Theca cells take on different functions in the maturation of the ovarian follicle. They support the growth and final maturation of female follicles by expressing membrane-bound LH receptors. These receptors are a binding site for the luteinizing hormone. The peptide is synthesized in the adenohypophysis and stimulates the secretion and synthesis of estrogens in the female gonads.
LH is a regulatory dominant factor in the second half of the female cycle. In the first half of the cycle, the hormone stimulates the synthesis of estrogens, with a sharp increase in secretion towards the middle of the cycle. This LH surge triggers ovulation, ovulation, and stimulates the synthesis of the corpus luteum. The binding of LH to the LH receptors within the Theca cells triggers the synthesis of steroids. More specifically, complex formation causes the production of testosterone. The testosterone is converted under the influence of FSH within the granulosa of the follicles in turn to the estrogen variant estradiol.
In addition, theca cells luteinize into thecalutein cells as found in the corpus luteum. The influence of LH causes hypertrophy in the Theca cells, which leads to the deposition of lipids and makes the Theca cells of the ovarian follicle to be the Theca cells of the corpus luteum. Basically, the formation of theca cells is associated with the development from the primary follicle to the secondary follicle.
The stage of the tertiary follicle causes in the cells a differentiation to functionally and histologically different cell layers. In this way, Theca interna and Theca externa of the ovarian follicle develop. The inner cell layer Theca interna, like the granulosa cells, is responsible for the estrogen synthesis in the follicle. The theca externa consists of contractile cells that expel the ovum from the mature follicle during ovulation.
Ovarian tumors are among the hormone-producing tumors and can take their origin in different tissue types of the ovary. In addition to granulosa cell tumors, for example, the cancer cell tumors exist. Mixed forms are referred to as granulosa theca cell tumors. Tumors from these tissues produce estrogens, as well as androgens, and are more prevalent in women between the ages of 50 and 60 years.

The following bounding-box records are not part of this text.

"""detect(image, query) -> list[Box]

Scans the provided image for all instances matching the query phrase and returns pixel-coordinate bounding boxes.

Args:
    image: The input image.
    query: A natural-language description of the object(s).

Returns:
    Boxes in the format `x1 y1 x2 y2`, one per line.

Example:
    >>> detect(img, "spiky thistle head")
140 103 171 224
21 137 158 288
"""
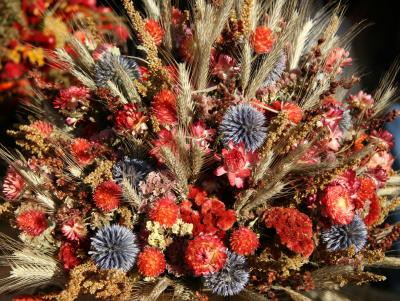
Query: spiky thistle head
89 225 139 272
203 251 249 297
94 52 140 87
321 215 368 252
220 104 267 151
112 156 151 187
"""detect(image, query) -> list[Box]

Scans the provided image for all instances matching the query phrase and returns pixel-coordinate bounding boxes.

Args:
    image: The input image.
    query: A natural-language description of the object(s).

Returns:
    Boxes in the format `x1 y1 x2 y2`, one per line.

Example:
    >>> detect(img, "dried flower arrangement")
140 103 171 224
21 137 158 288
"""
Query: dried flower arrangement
0 0 400 301
0 0 129 101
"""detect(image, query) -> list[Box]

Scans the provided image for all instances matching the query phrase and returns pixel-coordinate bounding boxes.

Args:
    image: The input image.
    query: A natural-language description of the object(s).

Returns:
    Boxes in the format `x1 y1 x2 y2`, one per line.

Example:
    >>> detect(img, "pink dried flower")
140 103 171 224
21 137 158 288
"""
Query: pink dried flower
325 47 352 74
215 142 258 188
3 166 25 201
53 86 90 111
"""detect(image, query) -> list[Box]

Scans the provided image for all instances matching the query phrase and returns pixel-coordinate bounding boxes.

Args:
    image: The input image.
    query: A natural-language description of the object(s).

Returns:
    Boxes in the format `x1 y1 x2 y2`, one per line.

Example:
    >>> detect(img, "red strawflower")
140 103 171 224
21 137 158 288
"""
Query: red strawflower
12 295 44 301
250 26 274 54
61 218 86 241
149 198 179 227
145 19 165 46
93 181 122 212
16 209 48 236
321 184 354 225
115 103 147 135
53 86 90 111
364 193 381 226
272 100 303 124
3 166 25 201
152 89 178 125
185 235 227 276
58 242 81 271
230 227 260 256
70 138 95 166
31 120 53 138
354 177 376 209
215 142 258 188
137 247 166 277
265 207 314 257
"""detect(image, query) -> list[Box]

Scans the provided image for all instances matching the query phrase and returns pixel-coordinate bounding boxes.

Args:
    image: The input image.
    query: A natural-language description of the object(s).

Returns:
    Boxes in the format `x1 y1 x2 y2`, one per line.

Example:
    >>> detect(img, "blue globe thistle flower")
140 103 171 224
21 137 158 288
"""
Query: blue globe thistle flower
220 104 267 151
203 251 249 297
112 156 151 187
89 225 139 272
321 215 368 252
94 52 140 87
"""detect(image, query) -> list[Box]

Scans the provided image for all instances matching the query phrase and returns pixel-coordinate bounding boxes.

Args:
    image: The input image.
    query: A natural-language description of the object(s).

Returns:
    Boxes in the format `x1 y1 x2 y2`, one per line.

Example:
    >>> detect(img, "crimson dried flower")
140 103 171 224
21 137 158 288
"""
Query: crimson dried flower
3 166 25 201
215 142 258 188
250 26 274 54
185 235 227 276
265 207 314 257
115 103 147 135
16 209 48 236
152 89 178 126
58 242 81 271
70 138 95 166
93 181 122 212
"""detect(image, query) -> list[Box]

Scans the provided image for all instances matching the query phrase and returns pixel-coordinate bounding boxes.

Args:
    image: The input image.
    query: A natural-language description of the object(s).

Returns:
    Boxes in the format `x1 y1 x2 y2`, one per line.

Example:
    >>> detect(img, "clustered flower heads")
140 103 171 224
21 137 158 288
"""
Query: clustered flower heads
0 0 400 301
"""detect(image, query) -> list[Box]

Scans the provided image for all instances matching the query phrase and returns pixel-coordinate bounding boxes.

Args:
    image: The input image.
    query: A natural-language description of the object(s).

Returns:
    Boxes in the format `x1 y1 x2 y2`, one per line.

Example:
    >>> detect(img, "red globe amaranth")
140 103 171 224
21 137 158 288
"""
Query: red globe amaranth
149 198 179 227
31 120 53 138
3 166 25 201
230 227 260 256
354 177 376 209
364 193 381 226
151 89 178 125
16 209 48 236
115 103 147 134
137 247 166 277
93 181 122 212
321 184 354 225
58 242 81 271
70 138 95 166
272 101 303 124
250 26 274 54
185 235 227 276
265 207 314 257
145 19 165 46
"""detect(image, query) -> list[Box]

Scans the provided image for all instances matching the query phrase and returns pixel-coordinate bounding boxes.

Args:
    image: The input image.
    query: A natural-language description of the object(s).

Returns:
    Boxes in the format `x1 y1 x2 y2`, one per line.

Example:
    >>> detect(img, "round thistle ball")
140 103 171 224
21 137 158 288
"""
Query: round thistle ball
89 225 139 272
220 104 267 151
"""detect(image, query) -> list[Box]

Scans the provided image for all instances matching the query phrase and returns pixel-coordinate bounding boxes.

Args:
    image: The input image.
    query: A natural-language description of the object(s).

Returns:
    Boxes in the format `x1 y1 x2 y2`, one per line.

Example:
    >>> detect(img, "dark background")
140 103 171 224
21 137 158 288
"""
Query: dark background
0 0 400 300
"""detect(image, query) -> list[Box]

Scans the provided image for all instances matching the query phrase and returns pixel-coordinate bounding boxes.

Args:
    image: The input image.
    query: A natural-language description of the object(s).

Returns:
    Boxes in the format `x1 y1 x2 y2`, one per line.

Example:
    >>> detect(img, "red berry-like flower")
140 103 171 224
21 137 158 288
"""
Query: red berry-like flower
16 209 48 236
145 19 165 46
185 235 227 276
272 101 303 124
364 193 381 226
152 89 177 125
61 218 86 241
250 26 274 54
53 86 90 111
265 207 314 257
70 138 95 165
149 198 179 227
115 103 147 135
321 185 354 225
93 181 122 212
230 227 260 256
31 120 53 138
58 242 81 271
3 166 25 201
137 247 166 277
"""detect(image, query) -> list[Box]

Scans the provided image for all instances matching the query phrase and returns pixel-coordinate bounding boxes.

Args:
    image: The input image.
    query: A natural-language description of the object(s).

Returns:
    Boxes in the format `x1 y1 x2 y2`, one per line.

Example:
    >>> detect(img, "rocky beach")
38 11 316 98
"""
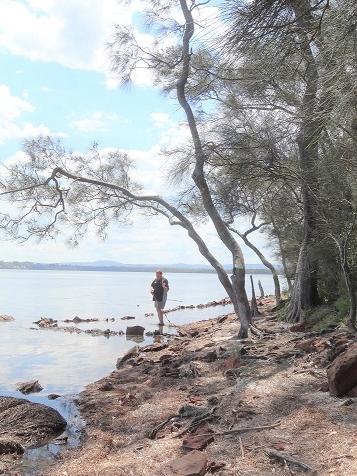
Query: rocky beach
11 298 357 476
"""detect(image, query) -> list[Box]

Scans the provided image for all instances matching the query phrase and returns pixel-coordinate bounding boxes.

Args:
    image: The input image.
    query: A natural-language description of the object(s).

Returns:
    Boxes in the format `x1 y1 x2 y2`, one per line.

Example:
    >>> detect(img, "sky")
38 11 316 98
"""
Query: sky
0 0 272 264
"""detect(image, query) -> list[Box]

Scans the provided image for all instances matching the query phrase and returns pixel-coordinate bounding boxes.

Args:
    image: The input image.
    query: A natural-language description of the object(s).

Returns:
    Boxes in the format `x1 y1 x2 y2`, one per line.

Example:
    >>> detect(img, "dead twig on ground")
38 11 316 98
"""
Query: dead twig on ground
191 421 281 436
264 448 317 474
149 414 180 440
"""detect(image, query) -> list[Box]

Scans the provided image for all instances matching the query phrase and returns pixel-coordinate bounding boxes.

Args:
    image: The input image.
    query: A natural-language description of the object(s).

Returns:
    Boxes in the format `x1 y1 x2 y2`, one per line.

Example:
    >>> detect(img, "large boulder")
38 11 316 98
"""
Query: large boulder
126 326 145 336
0 397 67 446
170 450 207 476
327 343 357 397
116 345 139 369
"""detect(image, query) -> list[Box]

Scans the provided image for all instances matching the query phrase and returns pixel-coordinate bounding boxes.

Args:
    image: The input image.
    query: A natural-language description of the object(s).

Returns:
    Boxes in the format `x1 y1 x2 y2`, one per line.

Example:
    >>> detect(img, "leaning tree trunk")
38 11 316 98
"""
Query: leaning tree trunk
330 237 357 330
229 227 281 304
286 0 321 322
176 0 250 337
273 227 293 295
250 275 259 318
342 262 357 330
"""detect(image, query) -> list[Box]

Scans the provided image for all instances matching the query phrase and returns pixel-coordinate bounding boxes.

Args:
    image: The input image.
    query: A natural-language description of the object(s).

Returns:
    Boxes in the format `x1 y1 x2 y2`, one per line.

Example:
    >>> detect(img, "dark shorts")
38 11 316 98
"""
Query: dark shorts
154 296 166 310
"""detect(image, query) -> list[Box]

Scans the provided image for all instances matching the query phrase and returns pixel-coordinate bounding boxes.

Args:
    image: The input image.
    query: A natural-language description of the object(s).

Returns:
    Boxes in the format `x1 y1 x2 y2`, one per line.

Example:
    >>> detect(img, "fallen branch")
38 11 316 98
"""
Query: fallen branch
149 414 180 440
173 413 218 438
264 448 317 474
191 420 281 436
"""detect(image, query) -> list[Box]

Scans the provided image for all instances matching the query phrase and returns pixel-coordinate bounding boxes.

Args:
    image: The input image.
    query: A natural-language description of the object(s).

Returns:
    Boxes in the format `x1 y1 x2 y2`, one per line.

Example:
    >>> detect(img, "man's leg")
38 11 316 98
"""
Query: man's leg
157 306 164 326
155 301 164 326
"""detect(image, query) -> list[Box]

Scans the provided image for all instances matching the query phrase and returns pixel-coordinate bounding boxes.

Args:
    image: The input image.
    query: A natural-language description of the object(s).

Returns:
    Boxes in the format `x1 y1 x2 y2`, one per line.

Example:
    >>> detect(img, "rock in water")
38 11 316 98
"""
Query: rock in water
0 439 25 455
16 380 43 395
0 314 15 322
327 343 357 397
126 326 145 336
170 450 207 476
0 397 67 446
116 345 139 369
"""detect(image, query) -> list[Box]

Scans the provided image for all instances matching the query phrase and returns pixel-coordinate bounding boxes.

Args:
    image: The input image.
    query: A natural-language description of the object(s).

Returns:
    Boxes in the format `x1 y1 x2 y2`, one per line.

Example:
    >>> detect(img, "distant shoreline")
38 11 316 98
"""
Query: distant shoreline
0 263 271 275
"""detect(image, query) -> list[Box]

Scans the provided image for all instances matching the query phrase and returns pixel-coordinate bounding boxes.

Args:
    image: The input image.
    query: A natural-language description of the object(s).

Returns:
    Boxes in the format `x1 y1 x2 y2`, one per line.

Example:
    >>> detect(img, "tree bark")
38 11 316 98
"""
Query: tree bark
273 223 293 296
230 227 281 304
250 275 259 318
176 0 250 337
286 0 321 322
330 236 357 330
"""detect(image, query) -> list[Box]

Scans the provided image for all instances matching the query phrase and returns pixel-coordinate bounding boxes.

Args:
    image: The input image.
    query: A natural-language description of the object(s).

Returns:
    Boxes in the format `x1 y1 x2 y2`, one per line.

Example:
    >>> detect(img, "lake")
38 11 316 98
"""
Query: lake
0 270 273 396
0 270 274 476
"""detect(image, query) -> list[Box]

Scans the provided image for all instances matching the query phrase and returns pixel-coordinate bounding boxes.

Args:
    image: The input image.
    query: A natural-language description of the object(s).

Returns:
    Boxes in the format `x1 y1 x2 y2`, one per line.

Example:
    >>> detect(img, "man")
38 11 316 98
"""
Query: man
151 270 169 326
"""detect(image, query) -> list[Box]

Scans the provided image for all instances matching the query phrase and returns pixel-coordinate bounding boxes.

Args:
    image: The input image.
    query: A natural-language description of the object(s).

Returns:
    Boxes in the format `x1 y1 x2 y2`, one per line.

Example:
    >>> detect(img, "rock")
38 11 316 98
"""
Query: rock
207 461 226 473
98 382 114 392
34 317 58 328
126 326 145 336
217 314 228 324
140 343 168 352
63 316 99 324
340 398 354 407
0 397 67 446
170 450 207 476
116 345 139 369
346 385 357 398
0 439 25 455
294 339 316 354
188 331 200 337
0 314 15 322
16 380 43 395
327 343 357 397
207 395 220 406
47 393 61 400
204 350 218 362
182 435 214 451
52 435 68 445
289 322 306 332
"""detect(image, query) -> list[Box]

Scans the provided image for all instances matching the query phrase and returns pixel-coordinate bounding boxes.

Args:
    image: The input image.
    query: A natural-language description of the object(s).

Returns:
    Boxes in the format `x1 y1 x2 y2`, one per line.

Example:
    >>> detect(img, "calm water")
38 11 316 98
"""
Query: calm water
0 270 273 396
0 270 273 476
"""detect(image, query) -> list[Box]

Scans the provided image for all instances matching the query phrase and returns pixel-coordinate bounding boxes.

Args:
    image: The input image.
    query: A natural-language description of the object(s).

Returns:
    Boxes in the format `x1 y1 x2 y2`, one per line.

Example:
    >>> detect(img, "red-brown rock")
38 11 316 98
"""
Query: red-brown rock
295 339 315 354
170 450 207 476
327 343 357 397
182 435 214 451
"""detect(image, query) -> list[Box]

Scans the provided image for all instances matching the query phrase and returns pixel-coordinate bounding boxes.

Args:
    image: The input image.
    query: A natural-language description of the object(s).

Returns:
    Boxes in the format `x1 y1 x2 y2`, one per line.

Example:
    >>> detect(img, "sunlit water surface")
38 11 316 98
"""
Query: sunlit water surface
0 270 273 475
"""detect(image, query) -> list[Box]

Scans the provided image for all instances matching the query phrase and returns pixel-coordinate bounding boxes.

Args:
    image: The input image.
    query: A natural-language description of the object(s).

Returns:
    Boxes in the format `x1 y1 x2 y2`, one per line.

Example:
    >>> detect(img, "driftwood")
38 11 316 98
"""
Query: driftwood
149 414 180 440
193 420 281 436
173 407 219 438
264 448 317 474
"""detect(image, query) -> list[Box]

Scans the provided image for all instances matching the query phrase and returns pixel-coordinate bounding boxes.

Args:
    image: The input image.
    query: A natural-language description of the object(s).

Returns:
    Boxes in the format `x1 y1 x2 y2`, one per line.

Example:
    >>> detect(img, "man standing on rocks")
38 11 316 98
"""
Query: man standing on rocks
151 270 169 326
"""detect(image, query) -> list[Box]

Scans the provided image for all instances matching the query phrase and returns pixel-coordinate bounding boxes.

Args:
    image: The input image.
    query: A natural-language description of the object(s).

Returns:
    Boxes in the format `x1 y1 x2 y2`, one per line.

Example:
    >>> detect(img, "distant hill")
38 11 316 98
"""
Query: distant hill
0 260 278 274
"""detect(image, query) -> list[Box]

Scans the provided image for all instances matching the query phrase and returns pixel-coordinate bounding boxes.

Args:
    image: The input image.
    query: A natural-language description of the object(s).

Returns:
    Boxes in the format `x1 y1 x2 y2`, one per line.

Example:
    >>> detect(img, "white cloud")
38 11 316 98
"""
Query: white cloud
0 0 147 87
40 86 54 93
0 84 35 123
67 111 127 132
150 112 171 128
0 84 65 143
0 122 67 144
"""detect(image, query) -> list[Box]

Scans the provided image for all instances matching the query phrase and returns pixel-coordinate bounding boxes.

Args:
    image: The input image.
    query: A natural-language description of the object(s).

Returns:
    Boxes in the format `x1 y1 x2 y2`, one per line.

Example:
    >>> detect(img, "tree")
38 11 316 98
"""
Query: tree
2 0 258 337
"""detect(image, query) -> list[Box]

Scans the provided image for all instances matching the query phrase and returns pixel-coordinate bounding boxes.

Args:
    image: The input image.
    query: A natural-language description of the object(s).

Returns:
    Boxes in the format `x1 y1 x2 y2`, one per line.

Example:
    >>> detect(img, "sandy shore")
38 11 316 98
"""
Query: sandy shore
47 298 357 476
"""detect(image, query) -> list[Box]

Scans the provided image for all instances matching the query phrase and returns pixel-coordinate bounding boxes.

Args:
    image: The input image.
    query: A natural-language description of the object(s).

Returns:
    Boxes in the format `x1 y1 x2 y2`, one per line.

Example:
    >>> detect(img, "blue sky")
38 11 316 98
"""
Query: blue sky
0 0 272 263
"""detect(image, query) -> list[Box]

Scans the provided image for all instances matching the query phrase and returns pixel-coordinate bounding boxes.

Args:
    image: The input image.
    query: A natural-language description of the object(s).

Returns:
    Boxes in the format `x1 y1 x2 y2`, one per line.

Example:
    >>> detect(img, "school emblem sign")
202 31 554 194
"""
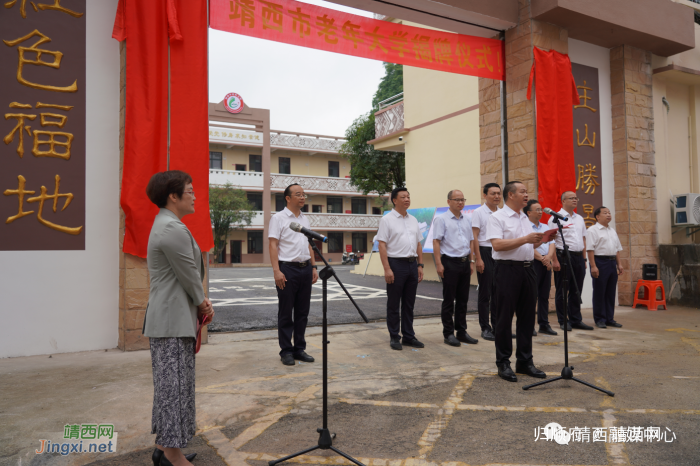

The mixed form of Granulosa cell and Theca cell tumors is also referred to as a luteinizing variant of ovarian tumors and is particularly evident in women between 20 and 30 years. The tissue type of the tumors allows a prognosis. Apparently the probability of malignancy is related to the cell type. For example, granulosa cell tumors are malignant in more than 50 percent of all cases. The cancer cell tumor, however, only with a probability of about twelve percent. Thus, pure theca cell tumors are in most cases benign tumors of the ovary.
The luteinized variant of granulosa theca cell tumors is, according to various sources, benign in almost all cases, whereas the conventional granulosa theca cell tumor is malignant with a probability of up to 27 percent. The symptoms of ovarian tumors from degenerated Theca cells differ mainly with the age of the patients. Postmenopausal women often experience bleeding as the first symptom. Pre-adolescent girls often develop an adolescent puberty praecox. This means that their sexual characteristics reach full education before puberty.
In some cases, the symptoms in this case also affect the skeleton. The development of symptoms for the theca cell tumor and the granulosa-theka cell variant mainly depends on the hormones produced by the tumor and the extent of hormone production. In addition to estrogens and androgens, the tumors can also produce other hormones in individual cases, which are then detectable in increased concentration and can bring the entire organism out of balance.